Cette tendance à la régionalisation du commerce mondial et à la création de zones monétaires est une caractéristique essentielle des années trente. Mais, face à l’instabilité chronique des autres blocs, les pays qui adhérèrent au bloc sterling n’eurent pas à regretter leur décision.

De la guerre au retour à la convertibilité

La création de la zone sterling

Avec la déclaration de guerre le Royaume-Uni met en place une réglementation des changes pour protéger ses réserves, et, le 3 septembre 1939, la zone sterling reçoit sa définition légale. En font partie les pays qui acceptent de mettre en place une réglementation identique, en contrepartie de quoi les mouvements de capitaux et les paiements resteront libres au sein de la zone, pendant la durée du conflit. Contrairement au bloc sterling, la zone épouse plus étroitement les limites du Commonwealth.

La zone fonctionne avec un pool central de réserves or et dollars; les pays de la zone échangent leurs avoirs en dollars, notamment contre des avoirs en livres sterling, et acceptent de limiter leurs dépenses en dollars.

Les années d’après-guerre

En 1945, la Grande-Bretagne est au bord de la faillite.
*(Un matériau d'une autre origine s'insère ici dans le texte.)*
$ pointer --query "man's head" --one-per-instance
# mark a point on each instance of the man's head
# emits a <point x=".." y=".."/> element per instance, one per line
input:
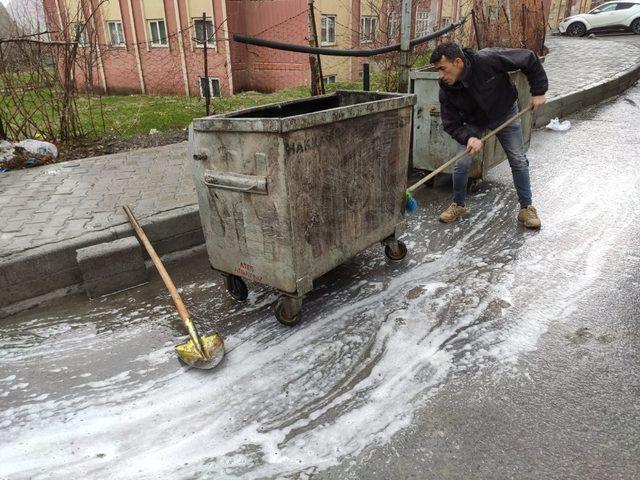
<point x="449" y="60"/>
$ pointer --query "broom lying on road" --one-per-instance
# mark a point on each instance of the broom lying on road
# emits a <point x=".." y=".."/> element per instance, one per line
<point x="200" y="351"/>
<point x="411" y="204"/>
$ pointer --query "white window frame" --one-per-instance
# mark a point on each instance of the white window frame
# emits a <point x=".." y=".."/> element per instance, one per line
<point x="368" y="32"/>
<point x="324" y="29"/>
<point x="166" y="37"/>
<point x="83" y="40"/>
<point x="211" y="89"/>
<point x="119" y="31"/>
<point x="212" y="42"/>
<point x="422" y="23"/>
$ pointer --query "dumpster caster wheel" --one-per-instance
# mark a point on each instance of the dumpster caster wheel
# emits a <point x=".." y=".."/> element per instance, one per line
<point x="236" y="287"/>
<point x="288" y="310"/>
<point x="474" y="185"/>
<point x="395" y="252"/>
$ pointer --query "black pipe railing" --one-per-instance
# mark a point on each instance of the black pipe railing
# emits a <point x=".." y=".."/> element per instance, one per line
<point x="260" y="42"/>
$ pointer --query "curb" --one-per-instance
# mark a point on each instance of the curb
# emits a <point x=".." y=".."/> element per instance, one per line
<point x="572" y="102"/>
<point x="50" y="271"/>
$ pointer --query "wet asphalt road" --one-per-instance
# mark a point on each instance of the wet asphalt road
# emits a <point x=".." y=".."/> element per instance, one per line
<point x="491" y="352"/>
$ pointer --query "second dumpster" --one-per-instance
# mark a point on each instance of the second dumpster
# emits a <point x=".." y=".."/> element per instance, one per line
<point x="289" y="191"/>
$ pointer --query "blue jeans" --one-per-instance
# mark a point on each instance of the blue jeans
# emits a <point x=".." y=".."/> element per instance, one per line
<point x="513" y="144"/>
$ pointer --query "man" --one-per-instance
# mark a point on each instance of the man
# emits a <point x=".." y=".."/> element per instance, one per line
<point x="476" y="95"/>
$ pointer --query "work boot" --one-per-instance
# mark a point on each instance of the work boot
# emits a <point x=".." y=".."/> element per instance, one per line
<point x="529" y="217"/>
<point x="452" y="213"/>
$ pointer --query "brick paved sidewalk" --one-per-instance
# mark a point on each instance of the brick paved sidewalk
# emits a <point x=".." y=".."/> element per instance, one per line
<point x="49" y="205"/>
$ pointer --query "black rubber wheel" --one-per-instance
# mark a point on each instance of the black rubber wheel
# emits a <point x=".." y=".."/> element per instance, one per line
<point x="576" y="29"/>
<point x="236" y="287"/>
<point x="284" y="312"/>
<point x="473" y="185"/>
<point x="388" y="251"/>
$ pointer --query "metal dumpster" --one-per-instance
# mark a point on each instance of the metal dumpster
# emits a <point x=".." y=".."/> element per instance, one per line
<point x="432" y="146"/>
<point x="289" y="191"/>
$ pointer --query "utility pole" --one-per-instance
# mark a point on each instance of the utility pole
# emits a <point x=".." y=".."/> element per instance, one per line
<point x="207" y="86"/>
<point x="405" y="35"/>
<point x="317" y="88"/>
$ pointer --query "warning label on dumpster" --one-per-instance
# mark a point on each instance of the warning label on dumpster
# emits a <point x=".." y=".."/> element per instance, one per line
<point x="248" y="271"/>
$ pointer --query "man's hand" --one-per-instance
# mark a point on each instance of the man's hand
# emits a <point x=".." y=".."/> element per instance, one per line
<point x="474" y="145"/>
<point x="537" y="102"/>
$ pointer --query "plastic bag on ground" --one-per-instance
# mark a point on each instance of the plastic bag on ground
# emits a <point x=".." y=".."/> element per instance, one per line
<point x="558" y="126"/>
<point x="39" y="147"/>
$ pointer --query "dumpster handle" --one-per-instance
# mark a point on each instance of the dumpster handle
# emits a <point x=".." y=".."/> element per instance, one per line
<point x="236" y="182"/>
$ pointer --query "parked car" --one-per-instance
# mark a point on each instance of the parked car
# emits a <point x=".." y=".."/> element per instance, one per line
<point x="609" y="16"/>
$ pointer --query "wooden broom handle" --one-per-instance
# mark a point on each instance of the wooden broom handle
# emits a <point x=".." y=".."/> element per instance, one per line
<point x="182" y="310"/>
<point x="461" y="154"/>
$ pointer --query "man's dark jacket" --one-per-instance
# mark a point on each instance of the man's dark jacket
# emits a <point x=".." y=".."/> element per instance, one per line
<point x="485" y="92"/>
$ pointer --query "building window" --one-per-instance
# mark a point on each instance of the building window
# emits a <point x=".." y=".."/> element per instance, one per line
<point x="158" y="33"/>
<point x="211" y="83"/>
<point x="328" y="30"/>
<point x="200" y="32"/>
<point x="79" y="33"/>
<point x="422" y="23"/>
<point x="367" y="29"/>
<point x="394" y="24"/>
<point x="115" y="33"/>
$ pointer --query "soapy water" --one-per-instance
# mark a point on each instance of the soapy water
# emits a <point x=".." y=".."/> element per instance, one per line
<point x="371" y="350"/>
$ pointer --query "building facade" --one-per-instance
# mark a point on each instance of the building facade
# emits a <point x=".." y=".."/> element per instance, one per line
<point x="158" y="46"/>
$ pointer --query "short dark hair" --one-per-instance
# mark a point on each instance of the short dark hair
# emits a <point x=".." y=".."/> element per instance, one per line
<point x="450" y="50"/>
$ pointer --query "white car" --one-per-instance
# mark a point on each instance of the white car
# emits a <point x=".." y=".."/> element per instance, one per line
<point x="608" y="16"/>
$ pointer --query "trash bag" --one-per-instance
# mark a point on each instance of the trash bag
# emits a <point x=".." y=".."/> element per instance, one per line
<point x="558" y="126"/>
<point x="25" y="154"/>
<point x="39" y="147"/>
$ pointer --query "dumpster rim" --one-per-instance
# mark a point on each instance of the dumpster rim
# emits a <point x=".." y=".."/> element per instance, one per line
<point x="223" y="123"/>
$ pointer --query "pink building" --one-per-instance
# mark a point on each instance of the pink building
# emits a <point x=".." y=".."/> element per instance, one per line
<point x="157" y="46"/>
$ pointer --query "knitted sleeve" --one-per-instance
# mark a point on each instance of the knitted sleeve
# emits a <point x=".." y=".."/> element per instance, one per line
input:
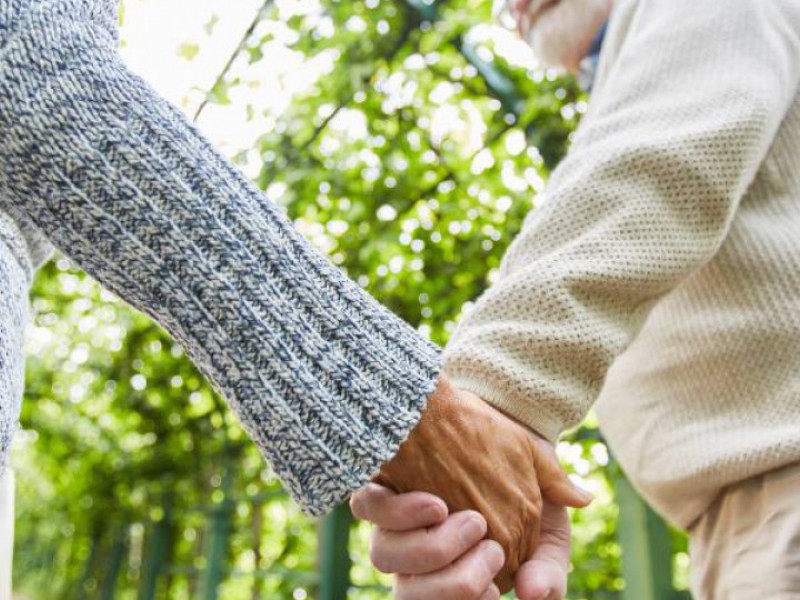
<point x="325" y="380"/>
<point x="16" y="270"/>
<point x="645" y="197"/>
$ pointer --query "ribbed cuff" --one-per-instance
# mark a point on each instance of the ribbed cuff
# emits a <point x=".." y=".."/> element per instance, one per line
<point x="326" y="381"/>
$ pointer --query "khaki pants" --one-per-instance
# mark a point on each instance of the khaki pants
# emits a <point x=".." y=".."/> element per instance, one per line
<point x="747" y="545"/>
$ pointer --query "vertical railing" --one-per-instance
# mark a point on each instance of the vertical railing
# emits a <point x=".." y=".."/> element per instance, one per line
<point x="155" y="556"/>
<point x="334" y="560"/>
<point x="220" y="523"/>
<point x="646" y="545"/>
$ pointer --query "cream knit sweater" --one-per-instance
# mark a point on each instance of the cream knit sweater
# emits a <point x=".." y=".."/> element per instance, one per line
<point x="661" y="276"/>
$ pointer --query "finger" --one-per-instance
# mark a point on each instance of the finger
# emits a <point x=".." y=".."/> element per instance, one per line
<point x="426" y="550"/>
<point x="397" y="512"/>
<point x="545" y="575"/>
<point x="466" y="579"/>
<point x="554" y="481"/>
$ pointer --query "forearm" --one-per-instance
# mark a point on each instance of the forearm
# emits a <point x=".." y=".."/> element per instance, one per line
<point x="644" y="200"/>
<point x="325" y="380"/>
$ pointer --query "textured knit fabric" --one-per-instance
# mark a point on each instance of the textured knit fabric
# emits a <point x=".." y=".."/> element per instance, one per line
<point x="15" y="278"/>
<point x="664" y="261"/>
<point x="326" y="381"/>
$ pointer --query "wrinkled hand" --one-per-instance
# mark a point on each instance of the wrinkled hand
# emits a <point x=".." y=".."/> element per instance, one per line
<point x="475" y="458"/>
<point x="439" y="557"/>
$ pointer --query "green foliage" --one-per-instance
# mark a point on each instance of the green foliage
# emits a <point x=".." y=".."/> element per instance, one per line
<point x="413" y="169"/>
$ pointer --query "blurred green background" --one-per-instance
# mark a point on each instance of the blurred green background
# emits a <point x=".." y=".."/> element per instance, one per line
<point x="413" y="150"/>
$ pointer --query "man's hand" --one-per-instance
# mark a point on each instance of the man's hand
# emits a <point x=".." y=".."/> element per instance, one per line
<point x="441" y="557"/>
<point x="476" y="459"/>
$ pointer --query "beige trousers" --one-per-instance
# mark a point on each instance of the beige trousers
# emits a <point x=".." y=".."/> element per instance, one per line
<point x="747" y="545"/>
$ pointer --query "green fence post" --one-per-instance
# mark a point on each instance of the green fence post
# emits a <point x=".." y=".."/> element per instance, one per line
<point x="155" y="558"/>
<point x="334" y="554"/>
<point x="115" y="561"/>
<point x="217" y="541"/>
<point x="646" y="546"/>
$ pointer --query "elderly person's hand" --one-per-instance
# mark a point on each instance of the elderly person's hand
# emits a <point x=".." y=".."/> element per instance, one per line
<point x="476" y="458"/>
<point x="441" y="557"/>
<point x="560" y="31"/>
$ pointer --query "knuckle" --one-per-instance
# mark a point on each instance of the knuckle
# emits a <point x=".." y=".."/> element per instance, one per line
<point x="378" y="554"/>
<point x="435" y="555"/>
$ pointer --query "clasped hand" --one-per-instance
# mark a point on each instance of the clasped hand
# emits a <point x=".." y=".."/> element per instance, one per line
<point x="460" y="509"/>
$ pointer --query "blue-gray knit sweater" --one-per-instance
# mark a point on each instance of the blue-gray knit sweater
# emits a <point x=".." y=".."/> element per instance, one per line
<point x="325" y="380"/>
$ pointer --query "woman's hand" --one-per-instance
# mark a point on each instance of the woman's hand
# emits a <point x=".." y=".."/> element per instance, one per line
<point x="477" y="459"/>
<point x="439" y="557"/>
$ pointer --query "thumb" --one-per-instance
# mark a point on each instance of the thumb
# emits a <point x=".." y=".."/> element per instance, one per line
<point x="554" y="481"/>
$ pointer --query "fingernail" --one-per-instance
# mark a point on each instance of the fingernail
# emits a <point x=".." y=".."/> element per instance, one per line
<point x="433" y="513"/>
<point x="472" y="529"/>
<point x="493" y="555"/>
<point x="585" y="495"/>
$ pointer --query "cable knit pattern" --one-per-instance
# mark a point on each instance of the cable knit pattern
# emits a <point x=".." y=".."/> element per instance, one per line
<point x="15" y="275"/>
<point x="325" y="380"/>
<point x="672" y="227"/>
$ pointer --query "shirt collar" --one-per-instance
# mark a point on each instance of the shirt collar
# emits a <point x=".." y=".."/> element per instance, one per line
<point x="587" y="72"/>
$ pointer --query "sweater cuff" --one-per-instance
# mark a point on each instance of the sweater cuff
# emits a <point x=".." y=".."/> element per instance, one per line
<point x="534" y="416"/>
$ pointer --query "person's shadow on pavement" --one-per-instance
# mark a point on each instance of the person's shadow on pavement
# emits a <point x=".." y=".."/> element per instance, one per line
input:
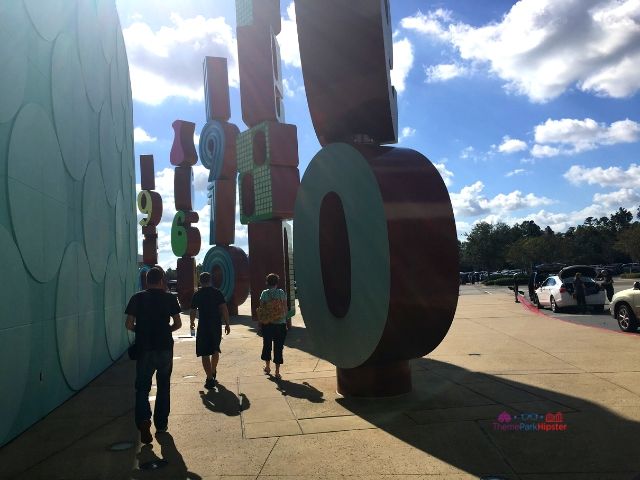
<point x="221" y="400"/>
<point x="299" y="390"/>
<point x="169" y="465"/>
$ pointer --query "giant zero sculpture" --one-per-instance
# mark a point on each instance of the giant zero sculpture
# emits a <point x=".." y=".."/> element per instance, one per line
<point x="375" y="236"/>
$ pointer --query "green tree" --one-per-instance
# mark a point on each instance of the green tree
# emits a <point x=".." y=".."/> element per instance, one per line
<point x="486" y="244"/>
<point x="621" y="219"/>
<point x="629" y="241"/>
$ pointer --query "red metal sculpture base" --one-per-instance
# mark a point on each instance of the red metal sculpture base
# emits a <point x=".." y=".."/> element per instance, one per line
<point x="375" y="381"/>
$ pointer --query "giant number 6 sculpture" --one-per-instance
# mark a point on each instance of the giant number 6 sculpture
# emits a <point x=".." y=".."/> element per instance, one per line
<point x="375" y="236"/>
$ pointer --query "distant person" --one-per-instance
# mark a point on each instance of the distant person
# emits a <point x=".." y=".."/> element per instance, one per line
<point x="579" y="292"/>
<point x="274" y="333"/>
<point x="607" y="284"/>
<point x="209" y="302"/>
<point x="149" y="315"/>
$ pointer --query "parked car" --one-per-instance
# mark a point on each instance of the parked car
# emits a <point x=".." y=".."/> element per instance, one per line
<point x="631" y="268"/>
<point x="625" y="308"/>
<point x="540" y="274"/>
<point x="557" y="290"/>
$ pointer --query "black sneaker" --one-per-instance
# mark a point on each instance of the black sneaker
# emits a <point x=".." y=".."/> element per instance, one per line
<point x="145" y="432"/>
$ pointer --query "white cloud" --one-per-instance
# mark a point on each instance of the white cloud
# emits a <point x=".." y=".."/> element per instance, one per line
<point x="511" y="145"/>
<point x="444" y="72"/>
<point x="541" y="151"/>
<point x="467" y="152"/>
<point x="288" y="38"/>
<point x="402" y="63"/>
<point x="571" y="136"/>
<point x="431" y="23"/>
<point x="517" y="171"/>
<point x="605" y="177"/>
<point x="406" y="132"/>
<point x="168" y="62"/>
<point x="541" y="48"/>
<point x="141" y="136"/>
<point x="470" y="202"/>
<point x="292" y="87"/>
<point x="290" y="53"/>
<point x="445" y="173"/>
<point x="626" y="197"/>
<point x="561" y="221"/>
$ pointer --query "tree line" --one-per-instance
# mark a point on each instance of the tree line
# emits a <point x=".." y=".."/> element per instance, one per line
<point x="598" y="241"/>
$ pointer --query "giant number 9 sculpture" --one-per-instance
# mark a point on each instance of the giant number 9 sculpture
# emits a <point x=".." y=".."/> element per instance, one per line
<point x="375" y="236"/>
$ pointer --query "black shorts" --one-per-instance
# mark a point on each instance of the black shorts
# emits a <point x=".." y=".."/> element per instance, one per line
<point x="208" y="341"/>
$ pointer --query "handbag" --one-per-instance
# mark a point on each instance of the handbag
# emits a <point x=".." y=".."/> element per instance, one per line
<point x="132" y="351"/>
<point x="270" y="312"/>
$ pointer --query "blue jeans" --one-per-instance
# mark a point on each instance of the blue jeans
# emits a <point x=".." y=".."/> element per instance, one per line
<point x="273" y="334"/>
<point x="149" y="362"/>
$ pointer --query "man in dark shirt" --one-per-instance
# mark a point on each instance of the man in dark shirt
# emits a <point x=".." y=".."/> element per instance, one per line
<point x="149" y="314"/>
<point x="212" y="308"/>
<point x="579" y="292"/>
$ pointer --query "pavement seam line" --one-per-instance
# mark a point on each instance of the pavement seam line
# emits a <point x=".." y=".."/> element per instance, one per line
<point x="497" y="448"/>
<point x="267" y="459"/>
<point x="111" y="420"/>
<point x="582" y="370"/>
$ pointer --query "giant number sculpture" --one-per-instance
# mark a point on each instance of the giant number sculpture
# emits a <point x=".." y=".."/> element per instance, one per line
<point x="376" y="249"/>
<point x="228" y="265"/>
<point x="185" y="239"/>
<point x="150" y="204"/>
<point x="268" y="151"/>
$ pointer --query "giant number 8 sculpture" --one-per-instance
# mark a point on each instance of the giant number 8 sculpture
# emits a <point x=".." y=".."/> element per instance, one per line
<point x="375" y="237"/>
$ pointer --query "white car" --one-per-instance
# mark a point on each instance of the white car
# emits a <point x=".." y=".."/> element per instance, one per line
<point x="557" y="291"/>
<point x="625" y="308"/>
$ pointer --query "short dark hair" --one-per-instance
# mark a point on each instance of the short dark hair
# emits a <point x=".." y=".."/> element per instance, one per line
<point x="155" y="275"/>
<point x="272" y="280"/>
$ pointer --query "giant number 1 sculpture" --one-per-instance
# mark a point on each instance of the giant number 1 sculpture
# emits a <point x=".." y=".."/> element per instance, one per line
<point x="376" y="249"/>
<point x="267" y="152"/>
<point x="229" y="265"/>
<point x="149" y="204"/>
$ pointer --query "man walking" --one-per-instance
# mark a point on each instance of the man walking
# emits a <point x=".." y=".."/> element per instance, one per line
<point x="149" y="315"/>
<point x="579" y="292"/>
<point x="212" y="308"/>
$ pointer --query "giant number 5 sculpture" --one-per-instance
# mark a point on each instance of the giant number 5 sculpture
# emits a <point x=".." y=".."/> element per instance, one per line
<point x="375" y="235"/>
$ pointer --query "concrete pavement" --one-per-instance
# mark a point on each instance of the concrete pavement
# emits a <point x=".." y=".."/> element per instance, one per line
<point x="478" y="404"/>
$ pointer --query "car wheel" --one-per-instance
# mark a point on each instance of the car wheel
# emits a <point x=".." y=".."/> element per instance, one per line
<point x="554" y="306"/>
<point x="626" y="319"/>
<point x="536" y="301"/>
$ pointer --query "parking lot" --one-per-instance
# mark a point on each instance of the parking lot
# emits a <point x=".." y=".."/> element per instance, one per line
<point x="600" y="320"/>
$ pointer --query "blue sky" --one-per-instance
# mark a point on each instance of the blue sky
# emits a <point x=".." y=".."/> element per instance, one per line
<point x="529" y="109"/>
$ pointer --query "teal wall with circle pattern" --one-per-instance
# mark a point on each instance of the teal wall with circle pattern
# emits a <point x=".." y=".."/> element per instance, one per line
<point x="68" y="247"/>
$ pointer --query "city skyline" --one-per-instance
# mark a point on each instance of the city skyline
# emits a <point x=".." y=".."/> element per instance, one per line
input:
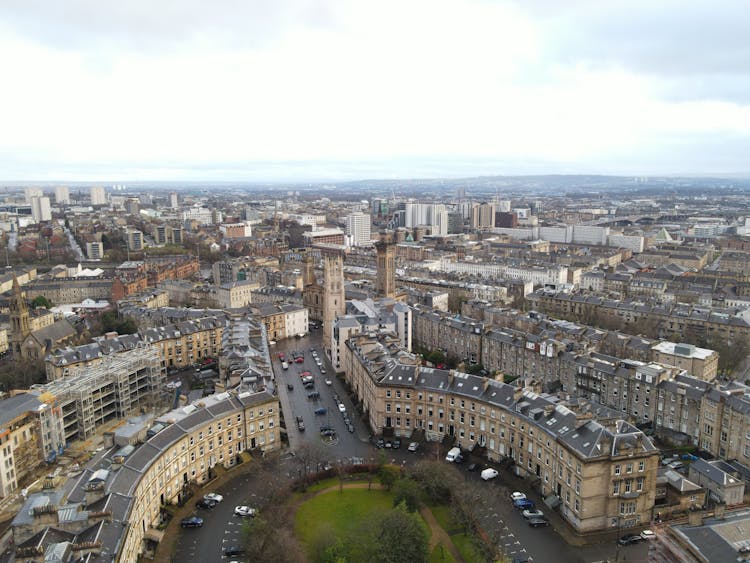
<point x="315" y="91"/>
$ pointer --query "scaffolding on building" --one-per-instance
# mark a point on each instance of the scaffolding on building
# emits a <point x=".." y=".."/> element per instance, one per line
<point x="113" y="388"/>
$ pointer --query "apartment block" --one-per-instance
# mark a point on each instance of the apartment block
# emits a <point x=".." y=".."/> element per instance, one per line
<point x="31" y="432"/>
<point x="95" y="250"/>
<point x="179" y="345"/>
<point x="698" y="362"/>
<point x="92" y="394"/>
<point x="234" y="295"/>
<point x="455" y="336"/>
<point x="601" y="475"/>
<point x="118" y="512"/>
<point x="686" y="323"/>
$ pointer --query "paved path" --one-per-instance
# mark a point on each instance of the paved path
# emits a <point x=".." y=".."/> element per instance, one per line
<point x="439" y="535"/>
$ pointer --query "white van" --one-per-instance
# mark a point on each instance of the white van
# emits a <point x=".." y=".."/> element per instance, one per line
<point x="453" y="453"/>
<point x="489" y="473"/>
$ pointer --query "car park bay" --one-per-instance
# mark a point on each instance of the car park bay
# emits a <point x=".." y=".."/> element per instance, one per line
<point x="297" y="403"/>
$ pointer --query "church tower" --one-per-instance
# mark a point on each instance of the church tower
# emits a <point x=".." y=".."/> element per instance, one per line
<point x="385" y="284"/>
<point x="20" y="326"/>
<point x="308" y="269"/>
<point x="333" y="296"/>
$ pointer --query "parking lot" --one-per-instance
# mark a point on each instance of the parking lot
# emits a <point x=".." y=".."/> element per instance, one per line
<point x="346" y="440"/>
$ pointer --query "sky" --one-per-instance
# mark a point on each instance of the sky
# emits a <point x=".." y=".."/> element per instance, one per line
<point x="263" y="90"/>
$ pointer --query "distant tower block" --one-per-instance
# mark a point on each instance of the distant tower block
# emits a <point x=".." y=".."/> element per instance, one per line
<point x="308" y="270"/>
<point x="385" y="284"/>
<point x="333" y="296"/>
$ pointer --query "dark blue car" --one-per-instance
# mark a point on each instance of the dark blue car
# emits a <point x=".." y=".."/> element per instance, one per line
<point x="523" y="504"/>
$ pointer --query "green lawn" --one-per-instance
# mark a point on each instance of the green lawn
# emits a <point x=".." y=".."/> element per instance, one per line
<point x="441" y="554"/>
<point x="463" y="543"/>
<point x="465" y="546"/>
<point x="342" y="511"/>
<point x="442" y="513"/>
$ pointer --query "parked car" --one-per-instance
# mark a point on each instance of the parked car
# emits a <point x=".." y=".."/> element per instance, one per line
<point x="234" y="550"/>
<point x="245" y="511"/>
<point x="489" y="473"/>
<point x="630" y="538"/>
<point x="191" y="522"/>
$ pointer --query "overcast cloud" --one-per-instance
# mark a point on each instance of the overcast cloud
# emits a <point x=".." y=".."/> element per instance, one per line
<point x="263" y="90"/>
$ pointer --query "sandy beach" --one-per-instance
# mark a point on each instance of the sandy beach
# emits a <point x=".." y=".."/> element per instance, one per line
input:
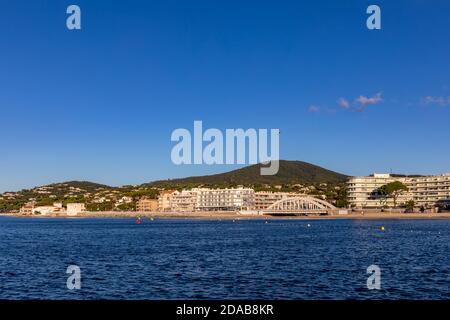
<point x="236" y="216"/>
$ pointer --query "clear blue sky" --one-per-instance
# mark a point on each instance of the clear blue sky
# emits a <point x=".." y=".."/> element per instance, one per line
<point x="100" y="104"/>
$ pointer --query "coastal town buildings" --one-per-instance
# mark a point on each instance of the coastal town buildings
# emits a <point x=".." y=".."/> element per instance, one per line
<point x="426" y="191"/>
<point x="164" y="200"/>
<point x="74" y="209"/>
<point x="229" y="199"/>
<point x="224" y="199"/>
<point x="146" y="205"/>
<point x="263" y="199"/>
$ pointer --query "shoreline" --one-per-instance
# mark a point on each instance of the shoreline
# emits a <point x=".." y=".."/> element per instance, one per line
<point x="236" y="216"/>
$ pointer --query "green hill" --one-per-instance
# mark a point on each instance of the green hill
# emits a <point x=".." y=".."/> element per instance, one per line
<point x="290" y="172"/>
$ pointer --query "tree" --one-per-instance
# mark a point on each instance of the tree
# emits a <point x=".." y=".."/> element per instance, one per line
<point x="393" y="190"/>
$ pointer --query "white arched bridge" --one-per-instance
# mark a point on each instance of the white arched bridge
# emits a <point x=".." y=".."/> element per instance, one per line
<point x="301" y="205"/>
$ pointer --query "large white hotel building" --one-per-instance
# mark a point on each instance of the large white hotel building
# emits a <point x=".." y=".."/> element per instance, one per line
<point x="205" y="199"/>
<point x="426" y="191"/>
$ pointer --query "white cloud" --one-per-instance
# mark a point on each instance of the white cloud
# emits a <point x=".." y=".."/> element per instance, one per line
<point x="440" y="101"/>
<point x="313" y="109"/>
<point x="362" y="101"/>
<point x="343" y="103"/>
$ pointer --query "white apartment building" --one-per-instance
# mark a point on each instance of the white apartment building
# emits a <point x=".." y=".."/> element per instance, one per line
<point x="224" y="199"/>
<point x="74" y="209"/>
<point x="263" y="199"/>
<point x="205" y="199"/>
<point x="184" y="201"/>
<point x="425" y="191"/>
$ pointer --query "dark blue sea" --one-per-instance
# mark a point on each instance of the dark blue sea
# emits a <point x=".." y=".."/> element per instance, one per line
<point x="245" y="259"/>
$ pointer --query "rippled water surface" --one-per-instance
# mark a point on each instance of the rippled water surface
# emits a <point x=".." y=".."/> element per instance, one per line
<point x="193" y="259"/>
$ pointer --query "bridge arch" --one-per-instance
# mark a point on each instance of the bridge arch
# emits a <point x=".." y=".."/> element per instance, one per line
<point x="300" y="205"/>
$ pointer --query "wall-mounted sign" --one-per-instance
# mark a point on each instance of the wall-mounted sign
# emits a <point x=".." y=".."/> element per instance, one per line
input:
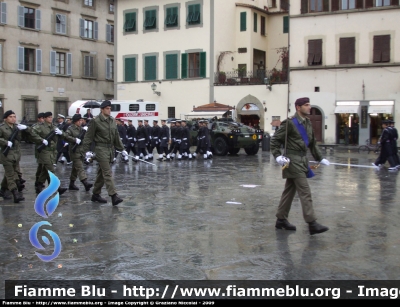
<point x="364" y="114"/>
Son endettement extérieur est énorme et les deux lignes de crédit des pays de la zone d’une part et des États-Unis d’autre part (prêt-bail) se ferment.

Les États-Unis accordent un prêt de 3 750 millions de dollars en 1945, en contrepartie de quoi le Royaume-Uni s’engage à rétablir la convertibilité de la livre sterling pour les transactions courantes, à mettre fin à la discrimination résultant du pool dollar, et à rendre librement convertible une partie des balances sterling.

Ce retour à la convertibilité du 15 juillet 1947 s’avère catastrophique et l’expérience prend fin le 20 août. L’Exchange Control Act d’octobre ira reformer une zone discriminatoire vis-à-vis du dollar dont la cohésion fut démontrée lors de la dévaluation de la livre le 19 septembre 1949.

Avec le retour des conservateurs au pouvoir en 1951, la politique britannique se modifie sensiblement. Il s’agit non seulement d’assurer la cohésion de la zone sterling, mais de préparer le retour à la convertibilité de la livre. Le marché des changes de Londres est rouvert en décembre. Le 22 mars 1954, on rouvre le marché de l’or et les principaux marchés de matières premières; de plus les non-résidents peuvent à nouveau utiliser les livres sterling sous certaines conditions. Malgré une détérioration des échanges commerciaux de 1951 et 1955 et une fuite massive de capitaux en 1957 qui oblige le gouvernement à casser l’expansion pour rétablir l’équilibre extérieur (politique de stop and go ), notamment par des manipulations des taux d’intérêt à court terme, la convertibilité de la livre est rétablie le 29 décembre 1958.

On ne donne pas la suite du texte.